The numbers of self-employed people in Britain is growing, but they are not saving for their retirement compared to a decade ago, Barnett Waddingham has warned.
Yesterday, the Office for National Statistics published its latest figures on the UK labour market. It showed that the unemployment rate fell to 6.4% in the three months to the end of June and 30.6 million people are now in work.
Examining the figures Barnett Waddingham noted that there were now over 4.5 million self-employed workers in the UK, particularly people working from home.
'But that growth has almost certainly been matched by a worrying trend away from saving for retirement,' said Malcolm McLean, senior consultant at the firm.
'A decade ago two in three self-employed people were saving in a pension; today the proportion is probably under half, based on earlier figures published by ONS.'
McLean said the problem was worse among self-employed women, 'the majority of whom currently appear to have no pension savings at all'.

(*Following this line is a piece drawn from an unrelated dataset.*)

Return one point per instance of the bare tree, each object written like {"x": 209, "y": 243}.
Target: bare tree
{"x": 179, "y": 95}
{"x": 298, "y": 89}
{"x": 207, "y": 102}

He said when it came to pension provision for the self-employed, this section of society 'is indeed something of a lost tribe'.
'Currently excluded from the state second pension and auto-enrolment, the self-employed are very much on their own in preparing themselves financially for later life,' said McLean.
'Many self-employed people who are earning a lot of money assume they will be well off in retirement, but unless they have a business that they can sell when they stop working, they face poverty in retirement if they do not start planning now.
'We should continue to stress the importance and provide every encouragement to the self-employed to join a pension scheme.'
McLean said the self-employed should ask to be enrolled in arrangements such as the National Employment Savings Trust (NEST) and benefit from tax breaks that the government will provide.